From the Claims Desk: Painting and Working with Chemicals
Walking down the hallway, sitting in the gathering space, looking around the offices, you can’t help but notice that the walls are starting to look a little dingy. Your space needs repainting, you realize.
Anyone can paint, right? A group of volunteers can knock it out in less than a day. While it’s true that painting can be a do-it-yourself project, it’s not as easy as it seems.
There are a lot of hazards to consider before you pick up the brushes, starting with safety. Samuel Carucci, Vice President of Claims at the Church Insurance Companies, says, “The most important thing about any project is personal safety and the safety of others.”
When painting a space of any size, there is no greater safety risk than the ladder itself. There are many different types, so make sure you choose the right one for the job and take the right precautions. For example, Sam says, “A ladder that’s over six feet high should be counter-balanced with someone placing their weight on the bottom rung.”
Another consideration, he says, is the changed range of motion when you’re up on a ladder. “You could get disoriented and fall very easily,” which could result in an injury as serious as brain trauma or paralysis.
Sam therefore notes, quite simply, that not everyone should climb ladders. If a volunteer is uncomfortable with heights, exceeds the weight limit, has issues with balance, or has a heart condition, he or she should not be the one painting from the ladder. “Sometimes people don’t even know they have a heart condition until they climb to the top of the ladder and get dizzy,” he says. For that reason, it could be a good idea to apply age restrictions to volunteers for this kind of labor.
He also says to, “Mark the area where the ladder is being used.” That way, no one opens a door or backs a car into the ladder.
Whether you’re painting indoors or out, Sam recommends using only non-slip surfaces to cover the floor or ground. “Fabric dropcloths are ideal,” he says, “but you can use sheets and cloth tablecloths, too. The idea is to avoid using a slippery surface,” such as plastic. A slippery surface can be made even more slick with paint, making it possible for a fall and an injury to occur.
Chemical use and lead- and asbestos-based paint
It wasn’t until the the late 1970s that it became illegal to use asbestos and lead-based paints. If your facilities were built before then, you may still have this kind of paint somewhere on your premises. Stripping, sanding, or scraping old paint can release lead or asbestos particles into the air, which could then be inhaled and create serious health problems.
That is why it is critical for indoor painting projects to have proper ventilation, and for paint stripping projects, Sam also recommends the use of a respirator, even during clean-up. “That could be the most dangerous part of it,” he says, “with dust and paint getting stirred up into the air.”

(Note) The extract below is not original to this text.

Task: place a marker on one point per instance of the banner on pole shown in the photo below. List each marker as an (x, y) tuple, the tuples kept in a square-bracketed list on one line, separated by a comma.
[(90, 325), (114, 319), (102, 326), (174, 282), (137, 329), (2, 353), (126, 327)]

Many people use fans to keep the air flowing, but that’s the opposite of what you should do. “When you use a fan, you’re spreading around chemicals, and if you are working with lead- or asbestos-based paint, you’ve just created an environmental hazard.”
It isn’t just airborne particles that you need to consider. He cautions that “If you don’t remove paint correctly, particles can drift to the floor and get left behind. If little kids play on that floor and put fingers or other things in their mouths, you’ve got a problem.”
In most parts of the country, you can’t just throw unused paint or chemicals in the garbage. “Doing so could result in heavy fines, as well as causing environmental and safety hazards,” Sam warns. Instead, take your unused materials back to the hardware store. In most cases, they will properly dispose of them for you.
Also, be careful of how you throw away or store any materials used for painting projects. “Bunching up rags, or leaving paint or other chemicals in direct sunlight, or depositing a host of items in the garbage together could lead to spontaneous combustion and an uncontrollable fire,” Sam says. So be sure to dispose of items separately and carefully.
You may have volunteers performing everything involved in a painting project, “but they should be supervised,” Sam says. “Make sure they make safe choices from the very beginning to the very end of the project.”
If you’re as focused on safety as you are on choosing the right color, then your project — and your people — will turn out just fine.